The Modesto Bee
September 7, 2016
The Sportsmen of Stanislaus Club, a Modesto institution and a sports and recreational pioneer in its heyday, has been sold and eventually will become a charter school sponsored by tennis champion Andre Agassi.
Club President Wayne Zipser, operations manager Shanale Phipps and administrative volunteer Ruben Patron confirmed Wednesday that the SOS, founded in 1957, will remain open at least another year to celebrate its 60th anniversary.
It then will become a kindergarten-12th-grade charter school under the banner of the Turner-Agassi Charter School Facilities Fund, which has built 50 schools educating about 22,800 students nationwide.
The sale price was $2.6 million, Zipser said, though escrow will not close until next July 1.

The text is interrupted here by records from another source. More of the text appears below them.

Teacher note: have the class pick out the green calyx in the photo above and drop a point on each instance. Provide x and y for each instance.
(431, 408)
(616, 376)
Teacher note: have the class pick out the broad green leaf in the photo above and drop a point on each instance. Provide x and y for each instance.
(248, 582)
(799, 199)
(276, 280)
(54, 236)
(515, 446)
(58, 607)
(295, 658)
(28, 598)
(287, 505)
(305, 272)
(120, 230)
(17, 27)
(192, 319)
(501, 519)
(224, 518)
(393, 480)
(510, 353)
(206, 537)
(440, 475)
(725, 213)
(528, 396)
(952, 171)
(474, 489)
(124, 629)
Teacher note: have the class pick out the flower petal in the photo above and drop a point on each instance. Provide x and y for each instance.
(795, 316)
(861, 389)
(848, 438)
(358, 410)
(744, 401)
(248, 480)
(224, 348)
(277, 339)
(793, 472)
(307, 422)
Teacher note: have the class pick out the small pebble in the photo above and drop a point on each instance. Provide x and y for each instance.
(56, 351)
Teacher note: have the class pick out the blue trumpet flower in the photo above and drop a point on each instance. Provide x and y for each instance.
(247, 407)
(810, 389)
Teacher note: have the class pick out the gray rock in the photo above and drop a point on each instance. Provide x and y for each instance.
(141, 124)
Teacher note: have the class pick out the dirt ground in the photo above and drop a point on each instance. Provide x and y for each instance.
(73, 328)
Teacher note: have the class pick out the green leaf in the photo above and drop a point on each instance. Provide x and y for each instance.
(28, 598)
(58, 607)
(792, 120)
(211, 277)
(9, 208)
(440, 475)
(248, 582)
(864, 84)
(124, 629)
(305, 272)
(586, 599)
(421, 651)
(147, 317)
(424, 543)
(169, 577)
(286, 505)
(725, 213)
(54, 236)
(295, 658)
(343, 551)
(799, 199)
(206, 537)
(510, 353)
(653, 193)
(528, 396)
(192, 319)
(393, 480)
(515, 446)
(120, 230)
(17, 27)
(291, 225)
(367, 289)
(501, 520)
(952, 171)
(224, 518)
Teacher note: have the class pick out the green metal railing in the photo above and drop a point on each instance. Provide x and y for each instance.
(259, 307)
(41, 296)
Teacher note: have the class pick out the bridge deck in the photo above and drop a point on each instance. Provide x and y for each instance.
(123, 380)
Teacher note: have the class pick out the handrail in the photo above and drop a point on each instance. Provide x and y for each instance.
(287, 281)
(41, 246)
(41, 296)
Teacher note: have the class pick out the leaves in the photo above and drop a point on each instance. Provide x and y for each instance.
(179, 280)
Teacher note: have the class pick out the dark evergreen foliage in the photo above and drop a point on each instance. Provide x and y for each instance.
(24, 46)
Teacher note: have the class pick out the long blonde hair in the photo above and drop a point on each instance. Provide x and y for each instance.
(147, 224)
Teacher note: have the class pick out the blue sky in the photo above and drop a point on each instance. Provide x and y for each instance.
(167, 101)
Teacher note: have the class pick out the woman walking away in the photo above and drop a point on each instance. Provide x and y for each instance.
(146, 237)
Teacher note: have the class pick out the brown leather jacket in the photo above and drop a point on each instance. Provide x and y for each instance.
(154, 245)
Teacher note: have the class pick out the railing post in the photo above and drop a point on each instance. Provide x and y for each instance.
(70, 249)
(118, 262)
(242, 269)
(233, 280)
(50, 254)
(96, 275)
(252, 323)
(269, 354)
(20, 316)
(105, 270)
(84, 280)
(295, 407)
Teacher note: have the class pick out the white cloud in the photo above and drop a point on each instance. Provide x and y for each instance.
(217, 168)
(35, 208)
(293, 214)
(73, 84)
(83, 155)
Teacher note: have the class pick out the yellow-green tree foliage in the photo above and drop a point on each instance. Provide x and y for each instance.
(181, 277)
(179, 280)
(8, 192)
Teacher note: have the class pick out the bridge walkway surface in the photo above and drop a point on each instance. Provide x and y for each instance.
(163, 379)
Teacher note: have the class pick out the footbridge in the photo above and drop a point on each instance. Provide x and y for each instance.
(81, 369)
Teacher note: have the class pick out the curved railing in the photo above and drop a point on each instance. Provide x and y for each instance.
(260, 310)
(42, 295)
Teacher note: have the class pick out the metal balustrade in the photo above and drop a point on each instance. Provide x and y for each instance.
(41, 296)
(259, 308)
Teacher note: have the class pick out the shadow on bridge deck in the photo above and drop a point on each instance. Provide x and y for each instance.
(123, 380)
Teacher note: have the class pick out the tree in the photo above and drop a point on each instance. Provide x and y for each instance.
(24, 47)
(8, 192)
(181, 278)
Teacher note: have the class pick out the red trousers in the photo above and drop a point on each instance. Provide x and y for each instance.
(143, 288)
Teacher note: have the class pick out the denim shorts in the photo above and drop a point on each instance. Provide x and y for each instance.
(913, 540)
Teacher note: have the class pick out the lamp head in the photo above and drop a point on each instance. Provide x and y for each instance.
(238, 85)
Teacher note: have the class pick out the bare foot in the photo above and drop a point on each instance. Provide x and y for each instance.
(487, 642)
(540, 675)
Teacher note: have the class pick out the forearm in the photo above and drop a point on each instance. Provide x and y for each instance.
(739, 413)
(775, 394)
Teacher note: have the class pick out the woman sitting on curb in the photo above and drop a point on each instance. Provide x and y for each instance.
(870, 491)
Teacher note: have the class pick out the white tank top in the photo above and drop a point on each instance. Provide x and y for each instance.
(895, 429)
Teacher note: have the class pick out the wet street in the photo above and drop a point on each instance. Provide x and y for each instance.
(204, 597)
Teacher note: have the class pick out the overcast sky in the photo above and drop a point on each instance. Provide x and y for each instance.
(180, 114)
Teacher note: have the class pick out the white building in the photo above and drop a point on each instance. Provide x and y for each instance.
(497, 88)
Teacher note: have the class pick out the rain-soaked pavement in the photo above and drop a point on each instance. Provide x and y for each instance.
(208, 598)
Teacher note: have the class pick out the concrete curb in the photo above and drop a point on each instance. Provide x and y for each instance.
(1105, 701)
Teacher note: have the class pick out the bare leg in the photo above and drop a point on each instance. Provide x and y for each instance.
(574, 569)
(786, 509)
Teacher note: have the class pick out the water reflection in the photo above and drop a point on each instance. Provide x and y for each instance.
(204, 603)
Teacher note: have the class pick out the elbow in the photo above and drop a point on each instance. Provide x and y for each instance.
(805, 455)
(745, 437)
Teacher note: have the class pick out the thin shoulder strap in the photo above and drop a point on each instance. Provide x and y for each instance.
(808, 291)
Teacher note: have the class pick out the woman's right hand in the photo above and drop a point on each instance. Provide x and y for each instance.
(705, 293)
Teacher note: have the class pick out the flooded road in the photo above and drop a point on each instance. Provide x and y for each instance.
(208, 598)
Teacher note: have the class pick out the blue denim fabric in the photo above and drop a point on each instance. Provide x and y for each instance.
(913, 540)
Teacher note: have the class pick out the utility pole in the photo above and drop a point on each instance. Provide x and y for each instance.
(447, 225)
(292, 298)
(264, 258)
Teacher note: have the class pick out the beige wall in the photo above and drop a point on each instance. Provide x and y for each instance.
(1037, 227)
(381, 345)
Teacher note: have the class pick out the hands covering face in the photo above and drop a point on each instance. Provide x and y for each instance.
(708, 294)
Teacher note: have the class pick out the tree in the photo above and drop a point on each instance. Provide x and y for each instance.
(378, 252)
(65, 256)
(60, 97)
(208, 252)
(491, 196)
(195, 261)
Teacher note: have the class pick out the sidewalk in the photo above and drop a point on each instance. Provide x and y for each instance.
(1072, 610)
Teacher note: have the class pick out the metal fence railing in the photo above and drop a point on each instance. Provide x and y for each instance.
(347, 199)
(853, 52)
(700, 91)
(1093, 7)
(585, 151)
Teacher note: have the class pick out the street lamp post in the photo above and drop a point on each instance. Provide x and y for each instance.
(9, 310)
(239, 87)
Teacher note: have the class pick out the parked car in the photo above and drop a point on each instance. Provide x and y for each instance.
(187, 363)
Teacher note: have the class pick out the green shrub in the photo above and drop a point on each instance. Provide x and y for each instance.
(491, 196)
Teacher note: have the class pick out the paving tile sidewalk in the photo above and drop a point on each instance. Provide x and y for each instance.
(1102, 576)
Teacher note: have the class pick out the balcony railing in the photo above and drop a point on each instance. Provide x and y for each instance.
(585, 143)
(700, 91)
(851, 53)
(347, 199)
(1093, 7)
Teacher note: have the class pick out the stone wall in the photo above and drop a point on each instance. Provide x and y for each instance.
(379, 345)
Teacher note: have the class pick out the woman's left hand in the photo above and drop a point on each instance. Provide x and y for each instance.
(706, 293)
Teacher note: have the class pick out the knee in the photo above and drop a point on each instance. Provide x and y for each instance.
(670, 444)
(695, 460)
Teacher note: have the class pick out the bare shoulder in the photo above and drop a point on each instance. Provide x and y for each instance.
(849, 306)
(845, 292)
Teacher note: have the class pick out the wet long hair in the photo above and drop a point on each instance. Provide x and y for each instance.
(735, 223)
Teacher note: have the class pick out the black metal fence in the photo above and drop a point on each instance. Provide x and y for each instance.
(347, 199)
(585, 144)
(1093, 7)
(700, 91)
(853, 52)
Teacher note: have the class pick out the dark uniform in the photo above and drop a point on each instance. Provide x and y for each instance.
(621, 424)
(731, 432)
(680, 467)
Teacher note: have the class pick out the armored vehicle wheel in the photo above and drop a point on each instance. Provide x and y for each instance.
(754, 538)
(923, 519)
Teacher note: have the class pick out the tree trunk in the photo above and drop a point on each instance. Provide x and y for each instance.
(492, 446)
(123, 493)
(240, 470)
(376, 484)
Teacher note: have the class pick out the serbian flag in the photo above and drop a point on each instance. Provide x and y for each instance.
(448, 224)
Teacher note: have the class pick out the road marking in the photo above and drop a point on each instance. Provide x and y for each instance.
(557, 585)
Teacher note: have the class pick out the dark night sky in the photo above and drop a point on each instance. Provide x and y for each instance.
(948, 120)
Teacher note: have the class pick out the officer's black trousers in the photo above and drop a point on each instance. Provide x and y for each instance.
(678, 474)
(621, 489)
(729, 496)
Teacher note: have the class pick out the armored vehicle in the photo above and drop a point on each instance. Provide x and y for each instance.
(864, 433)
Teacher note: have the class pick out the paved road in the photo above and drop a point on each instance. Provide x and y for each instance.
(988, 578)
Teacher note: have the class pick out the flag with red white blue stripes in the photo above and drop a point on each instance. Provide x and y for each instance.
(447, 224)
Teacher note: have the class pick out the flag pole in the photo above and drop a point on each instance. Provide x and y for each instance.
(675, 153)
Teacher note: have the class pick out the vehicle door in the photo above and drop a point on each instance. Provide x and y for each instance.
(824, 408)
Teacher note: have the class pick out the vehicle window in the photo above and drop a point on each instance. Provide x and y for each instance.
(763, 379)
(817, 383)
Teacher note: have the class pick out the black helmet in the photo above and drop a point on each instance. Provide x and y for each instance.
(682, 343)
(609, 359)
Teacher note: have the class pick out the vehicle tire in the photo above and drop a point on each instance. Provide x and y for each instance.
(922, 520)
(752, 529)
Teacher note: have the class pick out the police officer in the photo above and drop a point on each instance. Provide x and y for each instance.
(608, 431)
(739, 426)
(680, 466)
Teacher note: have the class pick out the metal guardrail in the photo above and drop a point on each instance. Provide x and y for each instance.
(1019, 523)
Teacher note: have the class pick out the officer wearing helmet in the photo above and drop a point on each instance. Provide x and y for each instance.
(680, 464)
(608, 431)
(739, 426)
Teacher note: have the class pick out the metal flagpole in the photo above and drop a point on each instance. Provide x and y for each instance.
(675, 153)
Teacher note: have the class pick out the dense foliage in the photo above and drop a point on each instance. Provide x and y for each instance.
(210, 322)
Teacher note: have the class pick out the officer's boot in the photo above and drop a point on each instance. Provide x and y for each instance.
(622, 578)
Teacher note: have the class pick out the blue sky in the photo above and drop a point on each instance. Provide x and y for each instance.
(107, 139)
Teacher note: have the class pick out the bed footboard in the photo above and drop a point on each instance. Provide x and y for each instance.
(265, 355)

“It’s going to benefit the community in a different way,” Zipser said. “It will not be the SOS Club, but the spirit of what it will provide to the community will still be there.”
The SOS Club, which still has 550 members – down from around 2,200 during its peak years in the 1980s – has struggled over the past 15 years as competition in the health and fitness business grew. Maintenance costs on the sprawling 55,000-square-foot property increased, and the club was forced to sell its softball fields in 2005.
1957The founding year of the Sportsmen of Stanislaus Club
Options were considered since the beginning of the year, but the club never was up for sale. Turner-Agassi officials, who liked the facility and especially its location in a low-income neighborhood, approached the club this year.
“We didn’t want to get to the point of the YMCA – bankrupt,” Zipser said. “We wanted to make sure if we did this, we would do it with dignity and not owe a bunch of money to a bank and be foreclosed. We wanted ... to celebrate the 60 years that truly provided Modesto with the heritage that it’s had.”
There is a possibility the SOS Club will be relocated to a smaller location. The present venue will remain the site for the annual Outstanding Athlete Awards Dinner, which recognizes the top athletes in Stanislaus County each year.
“Now that we’ve closed one of the options, we’re opening a new chapter,” Zipser said. “Now where do we go? What do we do? How do we keep the legacy alive? I don’t know.”
IT WILL NOT BE THE SOS CLUB, BUT THE SPIRIT OF WHAT IT WILL PROVIDE TO THE COMMUNITY WILL STILL BE THERE.
Agassi, 46, turned to a new passion – charter school education and helping at-risk youth – before his retirement from tennis in 2006. The eight-time Grand Slam champion launched his new program with the Andre Agassi College Preparatory Academy, which opened in Las Vegas in 2001. He and his wife, women’s tennis champion Steffi Graf, reportedly were not involved in the SOS negotiations.
The SOS was founded by Tom Mellis, Henry Zipser (Wayne’s father), Tom Moore, Bill Moorad and others as a men’s-only health and social club and also as a haven for track and field athletes competing at the Modesto Relays.
The club soon became a social nerve-center for the city and was a stop on the sports banquet circuit. A-list athletes such as Muhammad Ali, Joe DiMaggio, Jack Dempsey, John Elway and many others spoke to large crowds there, and their photos are still featured at the club.
“It was the place to be in terms of networking,” said Patron, an SOS member since 1980. “It was a serene place to go, as opposed to the $10 gyms you go to now.”
The SOS eventually switched to a coed facility and marketed itself as a family-friendly venue. Lifestyles changed, however, and people were drawn to smaller clubs where they could do their workout and leave quickly. The SOS was designed for a different time and era.
“My father was the one who signed the papers to open it, and I’m the one who signed the papers to close it,” Zipser said. “It’s an emotional time for me.”